琉晴がみどりに向かってオモチャの銃を向ける。掃除機の吸い込みホースを構えて応戦するみどり。琉晴がそっと良多の部屋を開けた時、そこにギターを銃の様に構えた良多が居た。撃ち合いゴッコをして笑いあう3人。

テントを買って家の中で組み立て、その中でプラネタリウムを点けて星座あてをする3人。
「何がしたい?」と良多が聞くと琉晴は「パパとママに会いたい、ごめんなさい」と言ってふとんをかぶった。
最近の琉晴を撮ったカメラの画像を見返していた良多。それ以前の画像を順に見て行くと、そこには慶多が撮ったものが。更に遡ると良多が寝ているところも慶多は撮っていた。慶多の心を思い涙を流す良多。

 

野々宮夫妻が琉晴を連れて斎木家を訪れた。久しぶりの再会に喜ぶ琉晴と雄大。だが慶多は良多の姿を見ると家を飛び出した。
付かず離れずで慶多を追う良多。
写真を撮ってくれて有難う、パパは出来損ないだったけど6年間は君のパパだったんだ、と言い、街路樹を挟んでなおも追う。
街路樹の切れたところで「ミッションは終わりだ」と言って慶多を抱きしめる良多。

夕方になり、二人を探しているみんなの所へ戻る良多と慶多。

 

感想
カンヌ映画祭で賞もらったし、劇場で観ようかな、とも思ったが見送り、今回のTV放映でチェック。
取り違えが判って話が進んで行く様子があまりにも淡々としていて、意識して構成しているのだなーと実感。
子供にとって親が変わるというのは、まるっきり世界が変わる話であり、子供の側に立って見ると本当につらい。

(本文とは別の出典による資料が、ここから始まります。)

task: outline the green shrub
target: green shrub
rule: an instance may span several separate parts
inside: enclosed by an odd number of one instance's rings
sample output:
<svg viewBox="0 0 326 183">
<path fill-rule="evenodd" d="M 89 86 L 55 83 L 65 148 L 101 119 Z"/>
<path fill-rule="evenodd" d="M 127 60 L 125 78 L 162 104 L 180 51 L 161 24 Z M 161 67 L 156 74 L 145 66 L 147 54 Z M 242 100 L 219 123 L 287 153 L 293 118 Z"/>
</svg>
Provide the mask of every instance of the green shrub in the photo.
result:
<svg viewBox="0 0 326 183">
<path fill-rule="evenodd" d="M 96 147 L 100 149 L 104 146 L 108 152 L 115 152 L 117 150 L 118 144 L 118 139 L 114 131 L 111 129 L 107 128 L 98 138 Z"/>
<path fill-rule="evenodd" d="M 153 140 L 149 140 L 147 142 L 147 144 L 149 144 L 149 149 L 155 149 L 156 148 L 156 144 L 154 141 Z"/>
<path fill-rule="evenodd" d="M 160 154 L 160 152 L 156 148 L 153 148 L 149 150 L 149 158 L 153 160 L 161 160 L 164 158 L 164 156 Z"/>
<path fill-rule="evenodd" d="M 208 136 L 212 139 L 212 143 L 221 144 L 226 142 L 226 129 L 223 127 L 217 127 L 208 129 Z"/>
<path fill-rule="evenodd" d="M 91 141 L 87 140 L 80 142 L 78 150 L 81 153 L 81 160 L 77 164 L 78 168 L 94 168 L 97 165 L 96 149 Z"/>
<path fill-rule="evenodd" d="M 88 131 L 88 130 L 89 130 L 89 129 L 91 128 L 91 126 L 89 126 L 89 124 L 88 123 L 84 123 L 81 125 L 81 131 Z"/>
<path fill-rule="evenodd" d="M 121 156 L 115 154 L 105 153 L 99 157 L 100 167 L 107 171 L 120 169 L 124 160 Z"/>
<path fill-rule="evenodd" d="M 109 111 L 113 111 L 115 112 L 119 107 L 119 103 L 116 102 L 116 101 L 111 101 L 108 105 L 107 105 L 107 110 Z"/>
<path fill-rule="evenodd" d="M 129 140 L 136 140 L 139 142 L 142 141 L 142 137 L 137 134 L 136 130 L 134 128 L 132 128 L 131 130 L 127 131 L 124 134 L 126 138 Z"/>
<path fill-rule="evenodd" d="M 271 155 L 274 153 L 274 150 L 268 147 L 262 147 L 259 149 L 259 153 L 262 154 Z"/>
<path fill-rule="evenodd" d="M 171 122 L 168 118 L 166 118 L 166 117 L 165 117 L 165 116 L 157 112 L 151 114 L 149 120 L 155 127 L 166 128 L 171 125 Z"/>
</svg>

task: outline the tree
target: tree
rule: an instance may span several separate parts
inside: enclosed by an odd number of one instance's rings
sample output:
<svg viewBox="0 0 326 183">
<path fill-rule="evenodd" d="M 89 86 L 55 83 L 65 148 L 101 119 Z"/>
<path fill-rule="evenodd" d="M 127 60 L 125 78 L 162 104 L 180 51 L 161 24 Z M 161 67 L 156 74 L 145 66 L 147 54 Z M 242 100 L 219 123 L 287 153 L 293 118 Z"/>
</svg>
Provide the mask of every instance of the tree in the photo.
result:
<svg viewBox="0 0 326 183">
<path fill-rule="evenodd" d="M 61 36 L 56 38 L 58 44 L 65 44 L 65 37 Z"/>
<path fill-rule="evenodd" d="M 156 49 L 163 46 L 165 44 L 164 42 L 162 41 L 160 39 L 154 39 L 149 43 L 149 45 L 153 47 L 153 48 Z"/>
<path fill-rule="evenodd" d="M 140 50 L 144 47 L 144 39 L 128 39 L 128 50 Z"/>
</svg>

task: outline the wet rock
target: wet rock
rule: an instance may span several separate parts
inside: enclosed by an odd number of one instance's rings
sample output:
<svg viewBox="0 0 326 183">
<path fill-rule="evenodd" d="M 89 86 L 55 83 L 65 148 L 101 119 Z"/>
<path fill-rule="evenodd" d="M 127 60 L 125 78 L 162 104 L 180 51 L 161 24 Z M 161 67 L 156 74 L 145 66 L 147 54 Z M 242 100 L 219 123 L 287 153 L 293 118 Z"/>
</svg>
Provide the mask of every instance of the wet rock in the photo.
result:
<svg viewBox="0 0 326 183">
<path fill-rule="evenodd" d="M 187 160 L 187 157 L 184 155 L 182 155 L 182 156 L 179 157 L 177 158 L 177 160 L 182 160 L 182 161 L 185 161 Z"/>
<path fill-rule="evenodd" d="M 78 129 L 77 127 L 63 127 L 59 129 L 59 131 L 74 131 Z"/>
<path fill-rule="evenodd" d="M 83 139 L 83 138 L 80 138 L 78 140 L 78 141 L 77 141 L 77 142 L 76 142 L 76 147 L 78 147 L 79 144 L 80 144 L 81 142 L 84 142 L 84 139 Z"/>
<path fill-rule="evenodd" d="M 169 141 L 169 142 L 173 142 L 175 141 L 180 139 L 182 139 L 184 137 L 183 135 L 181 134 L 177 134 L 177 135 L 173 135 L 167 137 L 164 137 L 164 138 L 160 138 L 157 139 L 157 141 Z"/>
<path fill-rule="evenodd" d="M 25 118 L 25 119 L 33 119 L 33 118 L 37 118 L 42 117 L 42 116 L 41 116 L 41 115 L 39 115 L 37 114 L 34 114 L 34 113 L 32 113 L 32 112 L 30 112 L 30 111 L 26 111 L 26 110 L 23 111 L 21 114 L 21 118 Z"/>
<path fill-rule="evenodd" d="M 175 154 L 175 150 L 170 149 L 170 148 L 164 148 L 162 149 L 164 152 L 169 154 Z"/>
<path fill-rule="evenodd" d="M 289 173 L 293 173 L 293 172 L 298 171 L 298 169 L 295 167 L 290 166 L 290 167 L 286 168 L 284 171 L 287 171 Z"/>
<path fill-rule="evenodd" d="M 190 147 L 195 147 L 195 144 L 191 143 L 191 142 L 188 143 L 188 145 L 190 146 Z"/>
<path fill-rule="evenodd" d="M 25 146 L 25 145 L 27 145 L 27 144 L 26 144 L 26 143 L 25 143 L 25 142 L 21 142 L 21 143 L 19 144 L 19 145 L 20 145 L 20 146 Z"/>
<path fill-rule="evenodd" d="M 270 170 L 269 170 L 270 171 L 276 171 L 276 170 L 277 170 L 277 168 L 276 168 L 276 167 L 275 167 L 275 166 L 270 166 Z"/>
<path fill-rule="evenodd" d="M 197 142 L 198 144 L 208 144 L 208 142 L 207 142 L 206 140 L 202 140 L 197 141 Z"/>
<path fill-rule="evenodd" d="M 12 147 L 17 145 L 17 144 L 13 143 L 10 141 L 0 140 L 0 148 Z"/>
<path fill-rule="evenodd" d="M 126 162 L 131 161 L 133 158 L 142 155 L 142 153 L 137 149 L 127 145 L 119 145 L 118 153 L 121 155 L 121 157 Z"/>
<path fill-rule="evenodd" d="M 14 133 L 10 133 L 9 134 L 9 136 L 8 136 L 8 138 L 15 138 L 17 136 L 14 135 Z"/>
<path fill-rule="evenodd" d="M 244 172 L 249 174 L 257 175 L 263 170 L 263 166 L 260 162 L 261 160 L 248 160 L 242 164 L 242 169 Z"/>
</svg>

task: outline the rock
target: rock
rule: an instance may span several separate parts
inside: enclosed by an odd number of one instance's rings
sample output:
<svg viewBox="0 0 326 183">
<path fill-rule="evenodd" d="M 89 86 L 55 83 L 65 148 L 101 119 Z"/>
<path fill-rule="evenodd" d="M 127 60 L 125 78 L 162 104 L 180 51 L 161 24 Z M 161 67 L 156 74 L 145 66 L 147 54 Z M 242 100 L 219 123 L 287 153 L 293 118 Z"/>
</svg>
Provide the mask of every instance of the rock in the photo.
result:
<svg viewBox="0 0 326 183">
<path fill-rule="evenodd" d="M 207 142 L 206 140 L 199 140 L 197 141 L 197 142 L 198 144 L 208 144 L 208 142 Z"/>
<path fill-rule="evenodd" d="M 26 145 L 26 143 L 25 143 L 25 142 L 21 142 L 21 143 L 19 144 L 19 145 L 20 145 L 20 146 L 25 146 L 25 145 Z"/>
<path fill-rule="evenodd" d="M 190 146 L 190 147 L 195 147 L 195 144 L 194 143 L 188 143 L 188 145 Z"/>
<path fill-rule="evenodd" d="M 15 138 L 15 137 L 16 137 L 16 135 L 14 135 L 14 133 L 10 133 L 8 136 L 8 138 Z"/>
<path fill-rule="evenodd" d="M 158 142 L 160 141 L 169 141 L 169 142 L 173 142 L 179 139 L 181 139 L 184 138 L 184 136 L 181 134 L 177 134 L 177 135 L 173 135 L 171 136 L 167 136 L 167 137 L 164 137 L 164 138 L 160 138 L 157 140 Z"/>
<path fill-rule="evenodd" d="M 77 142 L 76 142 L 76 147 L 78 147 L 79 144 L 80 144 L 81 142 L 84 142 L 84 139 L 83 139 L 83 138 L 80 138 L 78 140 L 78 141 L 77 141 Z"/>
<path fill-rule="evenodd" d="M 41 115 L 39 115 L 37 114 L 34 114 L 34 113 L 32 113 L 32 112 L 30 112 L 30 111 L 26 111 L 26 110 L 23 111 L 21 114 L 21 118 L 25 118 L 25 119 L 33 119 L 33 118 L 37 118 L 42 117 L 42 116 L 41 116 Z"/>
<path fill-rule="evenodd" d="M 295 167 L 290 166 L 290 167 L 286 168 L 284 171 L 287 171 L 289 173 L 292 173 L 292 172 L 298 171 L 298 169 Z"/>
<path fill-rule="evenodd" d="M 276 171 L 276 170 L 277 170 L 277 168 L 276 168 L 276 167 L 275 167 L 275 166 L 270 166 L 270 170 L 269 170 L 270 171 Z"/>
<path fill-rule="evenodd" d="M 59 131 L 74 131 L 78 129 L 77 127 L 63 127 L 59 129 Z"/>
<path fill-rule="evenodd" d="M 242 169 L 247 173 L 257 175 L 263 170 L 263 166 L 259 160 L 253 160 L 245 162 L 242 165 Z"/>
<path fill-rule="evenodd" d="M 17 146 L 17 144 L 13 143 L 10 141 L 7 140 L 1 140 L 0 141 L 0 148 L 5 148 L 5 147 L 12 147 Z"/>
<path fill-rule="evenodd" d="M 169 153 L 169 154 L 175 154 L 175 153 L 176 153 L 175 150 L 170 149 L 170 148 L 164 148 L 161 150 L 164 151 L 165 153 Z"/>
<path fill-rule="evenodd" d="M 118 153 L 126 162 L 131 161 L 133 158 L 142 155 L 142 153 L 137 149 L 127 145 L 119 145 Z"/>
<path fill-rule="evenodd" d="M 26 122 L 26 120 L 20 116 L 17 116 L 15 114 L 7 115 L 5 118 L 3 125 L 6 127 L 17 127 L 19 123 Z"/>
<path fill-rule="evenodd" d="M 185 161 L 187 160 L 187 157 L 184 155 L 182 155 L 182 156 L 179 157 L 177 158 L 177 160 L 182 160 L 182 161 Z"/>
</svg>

琉晴を前にして途方に暮れる良多。自分が父親からされて来なかったから、子育てに関するリファレンスがない。生まれた時から付き合って来た慶多だから問題に気付かなかったが、突然現れた琉晴には何も通用しない。これは、今までの自分の人生を振り返ると胸に刺さる部分がある。

 

慶多が撮った写真の画像を見ながら目を潤ませ、溜まりきった涙が一気に流れるシーンには正直やられた。血が繋がっていなかったという親の落胆とは無関係に親を慕ってカメラに収めた慶多の心。ここで初めて親の心になった良多。

 

結局親は何を選択したのか?
良多が慶多に「ミッションは終わりだ」と言ったのは、慶太との暮らしに戻るという宣言だったのか。
最後に良多と慶多が斎木の家へ戻る所では、慶多が弟、妹と絡むシーンもあり、斎木家から離れるイメージはない。
良多の側だけから見たら元サヤはアリだが、斎木家にとっては慶多との家族関係が出来てしまっているので、それは難しい。
ベターな策というのは、本来の親との暮らしの中で両家が交流を続けて行くという事。

 

「そして父になる」というタイトル。本当によく付けたものだと思う。